I might be proven wrong, and tomorrow everybody will do on hover with its phone/tablet with the process you describe, or the one described by grovulent, or another one. But my guess is that it will remain mostly unused, except for a few "power users".
That's some very narrow thinking backed only by your anecdotal evidence.
Twenty years ago, I'm sure people would have been skeptical if you told them that someday, they would be able to wirelessly interact with a mass network of information via a touch-responsive, glassy device that fits in the palm of their hand.
Now where would be today if we'd listened to THOSE skeptics...
It's funny that we get this kind of response after that rant about the future of UI earlier this week
If we think about the future of touch and gesture interfaces, I absolutely think we'll see a hover state be implemented, but it won't be connected to a mouse cursor. That's moving backwards.
There will likely come a point where a touch or gesture interface will be able to tell if your hand or finger is quite literally -hovering- over a touch-enabled element, and will be able to give you context.
It's seems completely intuitive. If you're hovering over an element, you're likely hesitating, so give more context. Preview the next screen, provide info in a tooltip. Why wouldn't you take advantage of this?
> There will likely come a point where a touch or gesture interface will be able to tell if your hand or finger is quite literally -hovering- over a touch-enabled element, and will be able to give you context.

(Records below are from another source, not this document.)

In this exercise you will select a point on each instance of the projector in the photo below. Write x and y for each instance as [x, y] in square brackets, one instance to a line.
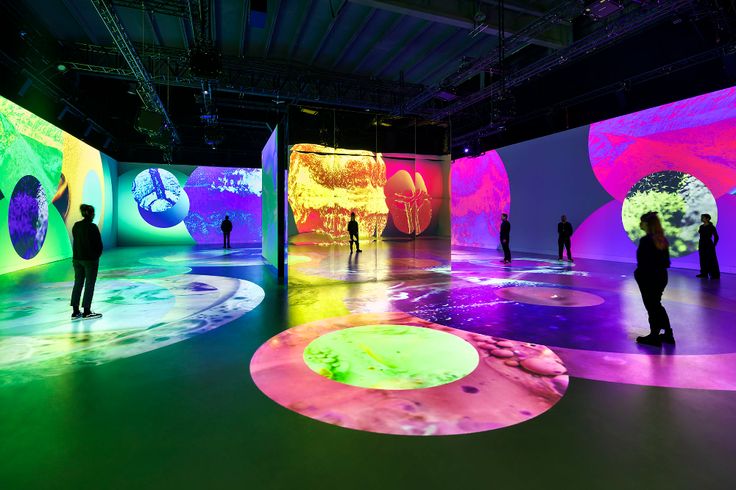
[205, 63]
[602, 8]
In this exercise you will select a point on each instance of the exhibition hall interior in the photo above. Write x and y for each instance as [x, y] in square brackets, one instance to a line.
[367, 244]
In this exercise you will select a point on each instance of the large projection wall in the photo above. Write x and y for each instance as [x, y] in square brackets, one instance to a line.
[45, 174]
[392, 194]
[678, 159]
[185, 205]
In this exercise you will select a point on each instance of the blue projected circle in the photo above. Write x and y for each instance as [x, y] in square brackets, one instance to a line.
[161, 200]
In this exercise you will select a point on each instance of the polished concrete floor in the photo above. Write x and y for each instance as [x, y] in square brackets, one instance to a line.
[159, 393]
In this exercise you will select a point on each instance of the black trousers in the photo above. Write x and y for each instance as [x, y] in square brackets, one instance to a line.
[708, 260]
[506, 249]
[563, 242]
[85, 275]
[651, 286]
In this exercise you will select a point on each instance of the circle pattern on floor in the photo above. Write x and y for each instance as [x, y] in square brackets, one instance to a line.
[391, 357]
[39, 339]
[513, 382]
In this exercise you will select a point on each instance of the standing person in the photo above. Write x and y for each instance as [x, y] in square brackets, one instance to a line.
[652, 261]
[505, 237]
[226, 227]
[86, 251]
[564, 232]
[707, 248]
[353, 231]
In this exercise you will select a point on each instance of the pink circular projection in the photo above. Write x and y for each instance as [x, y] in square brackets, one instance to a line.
[514, 382]
[567, 298]
[480, 193]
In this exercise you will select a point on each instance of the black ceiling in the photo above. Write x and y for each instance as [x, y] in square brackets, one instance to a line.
[557, 65]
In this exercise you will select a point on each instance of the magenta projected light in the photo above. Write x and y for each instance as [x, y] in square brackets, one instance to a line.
[28, 217]
[480, 193]
[512, 383]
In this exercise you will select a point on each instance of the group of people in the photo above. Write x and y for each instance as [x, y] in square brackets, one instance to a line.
[564, 234]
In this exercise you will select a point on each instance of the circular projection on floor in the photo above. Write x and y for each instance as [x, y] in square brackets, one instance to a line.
[391, 357]
[161, 200]
[543, 296]
[512, 383]
[38, 338]
[679, 199]
[28, 217]
[218, 192]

A Synaptics touchpad can do that, no problem. Used for, at very least, the `palm detect' functionality. Catches a single finger at a few milimeters' distance, configurable to the boot.
But I believe pushing that is a prime example of backwardnes -- a metaphor taken literally overriding ergonomics concerns. It taxes your muscles more to hover your hand in air with no support, than to slide it on screen. Perhaps that doesn't concern a person nearing top physical fitness, but that's a limited segment of market. Also, keeping fingers away precludes tactile feedback of reaching edge of active area, or some sort of active tactile feedback: http://www.macrumors.com/2009/12/24/apples-research-on-tacti...
I never said it was an iphone vs developer problem - I said it was a platform vs developer problem.
If developers choose en masse various interface methods that a particular platform doesn't support - that platform loses.. end of story.
Nor is there anything inherently impossible about hover + touchscreen. Double tap to prevent scrolling (and at least on my nexus S I'd prefer that to zooming which 3/4 times doesn't actually zoom at all). Move finger across screen - stop over element without additional tap. That's hover baby!
Not sure why folks voting me down. What I'm saying is not only right - it's sensible... and it's also preferable. Developers should be deciding UI reality.
"The hover is not an iPhone vs developer problem, it's a touchscreen problem. Hover feels very natural with a mouse, but there's no logical equivalent on a touchscreen."
Build your interface around the inputs. One nice thing about using CSS in this manner is one could (along with some discrete use of JS) build equivalent interfaces which are useful on touchscreens.
"on hover" is a side effect of pointing at things with a mouse. With a touch screen you touch things directly with your finger, you don't hover. So you have to design your website/app with that in mind: users will touch whatever they want to interact with. That's neither a mouse "on hover", nor a mouse "click".
Of course you can forgo people who use touchscreen, or even mouse and go keyboard only... it's a choice.